In the press, however, you’ll see statements that this new measurement has huge implications for supersymmetry (a popular but certainly not unique speculative idea for what might resolve the hierarchy puzzle of the Standard Model), and for other speculative ideas too. [From the BBC, you’d often get the impression that particle physics is “A Battle Between The Standard Model and Supersymmetry”, as though supersymmetry is the only other game in town and no one has ever had any other interesting speculative ideas about nature. This is, of course, a tad overstated.]
Well, what lies behind these press articles is apparently a powerful hype machine operating within LHCb. It is true that this measurement is very important, and has been since it was first studied seriously at the LHC, as presented in late 2011 and early 2012. But since that time, each step forward has been relatively small; this is no surprise, since to get a major advance you generally need about 10 times as much data as you had before, and that won’t happen til 2015 or later. Yet somehow, despite small-to-medium steps forward in November 2012 and now in July 2013, the hype machine has managed to convince the BBC and other press organizations that there have been multiple major scientific advances while actually there’s been only one. You have to admire them (and to wonder why the BBC isn’t catching on.)
Let me quote some of the purple prose from the LHCb press release: “The result is a stunning success for the Standard Model of particle physics and yet another blow for those hoping for signs of new physics from CERN’s Large Hadron Collider (LHC).” WOW! Whoosh!!

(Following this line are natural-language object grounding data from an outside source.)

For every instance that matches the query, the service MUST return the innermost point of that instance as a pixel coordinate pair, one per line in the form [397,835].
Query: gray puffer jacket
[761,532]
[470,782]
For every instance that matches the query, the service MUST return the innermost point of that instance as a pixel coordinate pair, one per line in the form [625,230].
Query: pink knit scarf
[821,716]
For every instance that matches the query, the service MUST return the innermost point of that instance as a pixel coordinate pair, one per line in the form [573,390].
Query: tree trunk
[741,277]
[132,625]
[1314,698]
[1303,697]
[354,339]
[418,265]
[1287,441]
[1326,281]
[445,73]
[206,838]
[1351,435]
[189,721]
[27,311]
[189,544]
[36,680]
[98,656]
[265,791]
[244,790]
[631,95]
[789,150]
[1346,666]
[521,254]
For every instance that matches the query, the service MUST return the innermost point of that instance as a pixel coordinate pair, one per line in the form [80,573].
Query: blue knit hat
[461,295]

Hee-hee… gosh, if every measurement with a precision of about 30% that agreed with a theoretical prediction had been hailed as a triumph for the theory, there would be a lot of embarrassed scientists around… a lot of predictions have failed only after much better precision was available. Let’s see the precision reach 3%; then we can talk about “stunning”. And a “blow” to supersymmetry and to other speculative ideas beyond the Standard Model? Didn’t we already go through this exact same story last November? While this measurement rules out a large number of variants of supersymmetry, there are many other variants which it doesn’t yet touch. And most other speculative ideas in the scientific literature survive this measurement with an even larger fraction of their variants intact.
[Many of the speculative ideas that have been discussed by particle physicists predict multiple Higgs particles. Typically the variants ruled out by this measurement are those in which at least one type of Higgs particle interacts much more strongly with bottom quarks than does the single Higgs particle present in the Standard Model.]
In short — the recent news is a step forward, but not at a level that would justify the hype. There isn’t that much of a change from November, and in any case, you typically can’t rule out any one speculative idea with a single measurement. Constraints on speculative ideas come from combining many different measurements being made at the LHC, and elsewhere. So — let us express our congratulations to LHCb and CMS for their joint discovery, and also, in a way, to LHCb’s press office for its … skills … regarding journalists and other non-experts.
[By the way, the BBC article contains an error. “Scientists have confirmed one of the rarest phenomena of decay in particle physics, found about three times in every billion collisions at the LHCb.” No, it’s not 3 times in every billion proton-proton collisions at LHCb; it’s 3 out of every billion Bs mesons, which are certainly not produced in every proton-proton collision.]